Why? Because here in Narnia is the perfect Republican, muscular Christianity for America – that warped, distorted neo-fascist strain that thinks might is proof of right. I once heard the famous preacher Norman Vincent Peel in New York expound a sermon that reassured his wealthy congregation that they were made rich by God because they deserved it. The godly will reap earthly reward because God is on the side of the strong. This appears to be CS Lewis’s view, too. In the battle at the end of the film, visually a great epic treat, the child crusaders are crowned kings and queens for no particular reason. Intellectually, the poor do not inherit Lewis’s earth.

It sounds pretty awful, but I’ll have to reserve judgment until I’m dragged to it this weekend.

Link from Jessa at Bookslut.

HODP in USA Today/USA Weekend

Monday, December 5th, 2005

A Q&A with me appears in USA Today‘s magazine supplement, USA Weekend. You can read it here.

HODP in Review

Monday, December 5th, 2005

Reviews of Hope and Other Dangerous Pursuits appear in this weekend’s Sun-Sentinel and Charlotte Observer.

Kenya’s Book Mobiles

Monday, December 5th, 2005

The Observer‘s David Smith reports on Kenya’s use of camels as book mobiles to reach out to remote villages.

There was excitement when the library camels appeared on the horizon, refusing to be hurried from their patient progress. The animals set down their cargo, and the staff from the Garissa Provincial Library assembled the tent, laid down mats and unpacked the books.

For the children who have no television, music or computer, the sight of a book offers the promise of escape and self-improvement.
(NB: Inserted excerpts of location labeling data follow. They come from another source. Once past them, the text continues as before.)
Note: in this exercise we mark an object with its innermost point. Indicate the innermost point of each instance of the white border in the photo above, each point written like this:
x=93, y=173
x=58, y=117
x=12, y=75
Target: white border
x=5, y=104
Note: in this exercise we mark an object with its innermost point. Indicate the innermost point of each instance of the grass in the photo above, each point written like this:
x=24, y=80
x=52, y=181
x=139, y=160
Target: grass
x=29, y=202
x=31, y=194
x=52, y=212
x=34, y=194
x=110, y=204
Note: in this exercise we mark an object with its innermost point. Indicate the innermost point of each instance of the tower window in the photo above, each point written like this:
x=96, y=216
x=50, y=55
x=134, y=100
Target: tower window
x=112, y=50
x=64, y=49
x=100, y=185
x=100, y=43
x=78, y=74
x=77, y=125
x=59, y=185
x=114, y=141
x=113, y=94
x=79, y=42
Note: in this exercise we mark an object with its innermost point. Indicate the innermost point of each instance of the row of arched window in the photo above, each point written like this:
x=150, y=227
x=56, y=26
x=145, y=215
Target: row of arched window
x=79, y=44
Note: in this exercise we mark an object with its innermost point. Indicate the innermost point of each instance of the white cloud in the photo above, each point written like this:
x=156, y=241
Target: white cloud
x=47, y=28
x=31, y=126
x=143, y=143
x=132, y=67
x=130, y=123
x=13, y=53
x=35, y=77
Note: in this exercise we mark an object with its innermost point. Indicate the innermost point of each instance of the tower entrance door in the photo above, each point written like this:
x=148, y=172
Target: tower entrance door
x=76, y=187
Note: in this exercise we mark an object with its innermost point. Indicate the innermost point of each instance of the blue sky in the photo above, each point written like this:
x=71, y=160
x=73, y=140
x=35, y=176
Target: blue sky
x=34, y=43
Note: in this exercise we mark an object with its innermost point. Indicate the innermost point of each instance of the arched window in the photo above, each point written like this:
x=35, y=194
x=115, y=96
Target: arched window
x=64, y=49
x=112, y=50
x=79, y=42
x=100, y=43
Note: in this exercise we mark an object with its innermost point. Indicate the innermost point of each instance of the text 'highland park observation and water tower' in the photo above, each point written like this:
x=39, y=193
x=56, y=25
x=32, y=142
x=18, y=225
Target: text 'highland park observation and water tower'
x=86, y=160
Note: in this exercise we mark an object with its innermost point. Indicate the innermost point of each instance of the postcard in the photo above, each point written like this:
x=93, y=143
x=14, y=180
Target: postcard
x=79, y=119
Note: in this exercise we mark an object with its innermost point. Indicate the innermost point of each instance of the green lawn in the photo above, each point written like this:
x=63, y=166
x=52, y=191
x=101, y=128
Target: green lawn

Soon they were scrambling over each other to get the latest delivery of titles ranging from How Pig Got His Snout, The Orange Thieves and Shaka Zulu to the more prosaic Practical Primary English, Comprehensive Mathematics and Improve Your Science and Agriculture

You can help the program by donating through the Observer’s Book Aid page.
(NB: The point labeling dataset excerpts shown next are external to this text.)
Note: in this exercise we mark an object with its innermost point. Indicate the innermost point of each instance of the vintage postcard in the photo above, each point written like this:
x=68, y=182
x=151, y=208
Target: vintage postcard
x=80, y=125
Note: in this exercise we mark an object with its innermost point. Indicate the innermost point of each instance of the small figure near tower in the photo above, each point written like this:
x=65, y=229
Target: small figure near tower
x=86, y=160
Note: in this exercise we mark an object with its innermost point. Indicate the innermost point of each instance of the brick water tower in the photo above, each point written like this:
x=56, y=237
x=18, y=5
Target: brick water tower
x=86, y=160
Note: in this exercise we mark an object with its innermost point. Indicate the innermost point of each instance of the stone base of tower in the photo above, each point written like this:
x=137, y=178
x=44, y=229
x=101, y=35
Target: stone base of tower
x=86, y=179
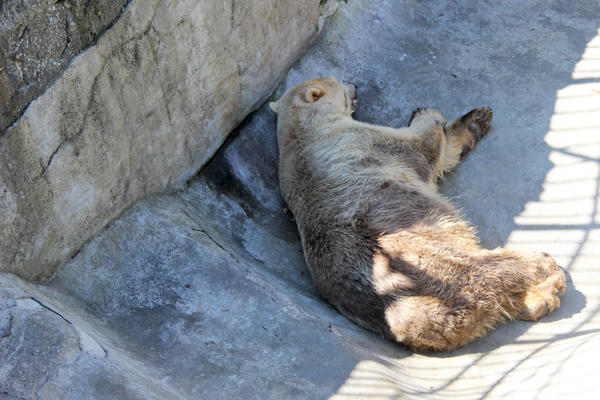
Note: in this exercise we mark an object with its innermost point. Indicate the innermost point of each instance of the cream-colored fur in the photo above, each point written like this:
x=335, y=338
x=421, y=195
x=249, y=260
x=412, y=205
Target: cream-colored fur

Related: You can also read about Africa’s tradition of camel book mobiles in an MG post last year.

(Observer link cribbed from the Lit Saloon.)
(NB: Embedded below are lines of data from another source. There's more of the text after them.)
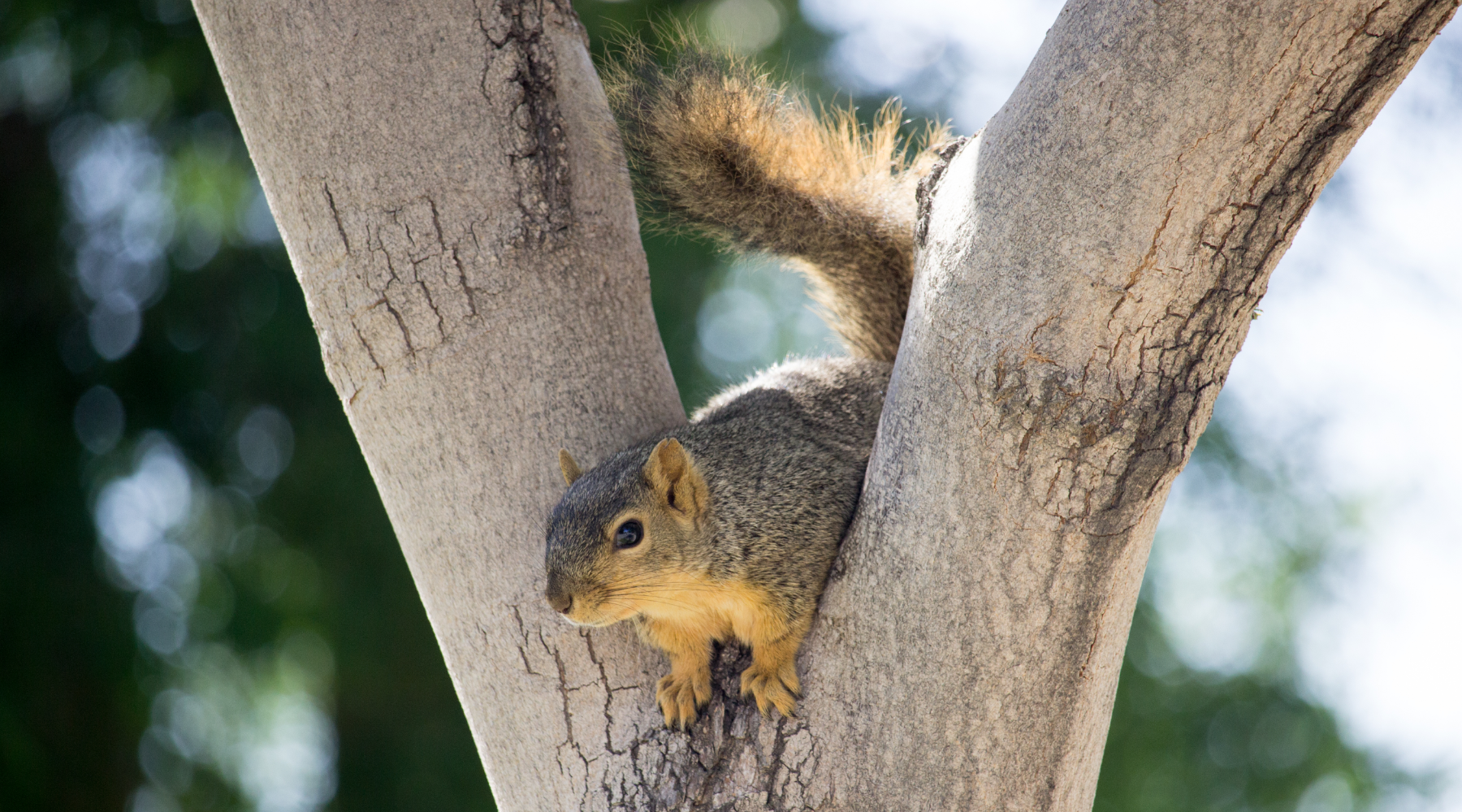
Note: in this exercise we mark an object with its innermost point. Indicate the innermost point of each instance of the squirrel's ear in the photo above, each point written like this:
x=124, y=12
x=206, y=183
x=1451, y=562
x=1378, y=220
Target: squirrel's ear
x=673, y=477
x=568, y=466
Soueif on Egyptian Elections

Monday, December 5th, 2005

Novelist Ahdaf Soueif has a long piece in the Guardian about the latest round of parliamentary elections in Egypt, which have been marked by such democractic practices as the beating of voters, closing down poll stations, and molesting of opposition figures. The situation there sounds rather catastrophic, judging from the diary Soueif kept. Here’s a snippet:

Earlier today Hosni Mubarak, Egypt’s president for the last 24 years, was sworn in for a further six. Cairo traffic came to a standstill for two hours as all routes to the People’s Assembly were closed off to the people. Now the protesters are gathering with their banners and a pair of kettledrums: “Dumdu-du-dumdum, Batel, Dum du-du-dum-dum, Batel, Hosni M’barak, Batel …” Batel means not valid, without legitimacy. Fortuitously, it rhymes with atel, unemployed, and so serves the protesters’ preferencefor chanting in rhyme: “In the name of 12 million atel, Hosni Mubarak’s rule is batel.” A new poster showing the president’s face with the word batel in flowing calligraphy across it has become overnight as iconic as the black on yellow Kefaya logo. “Dum du-dudum- dum …” They clap and drum and the posters bob up and down. And because the police – tonight – are keeping their presence light, they march.

More here.

Beasts Hype

Monday, December 5th, 2005

Uzodinma Iweala’s Beasts of No Nation, a tale of a child soldier in an unnamed West African country, received a largely positive review by Simon Baker in this Sunday’s New York Times. Here’s a snippet

The acute characterization, the adroit mixture of color and restraint, and the horrific emotional force of the narrative are impressive. Still more impressive is Iweala’s ability to maintain not only our sympathy but our affection for his central character.

In addition, my friend Chimamanda mentioned his novel when she was asked by the Guardian which books she liked in 2005. There’s a Q&A in Time, a nice review in the Plain Dealer, and an interview in the Pittsburgh Tribune. And, well, there’s also that little recommendation by Salman Rushdie. Lots of buzz, to be sure, but I’m really interested in the subject and look forward to reading it (just got a copy this week).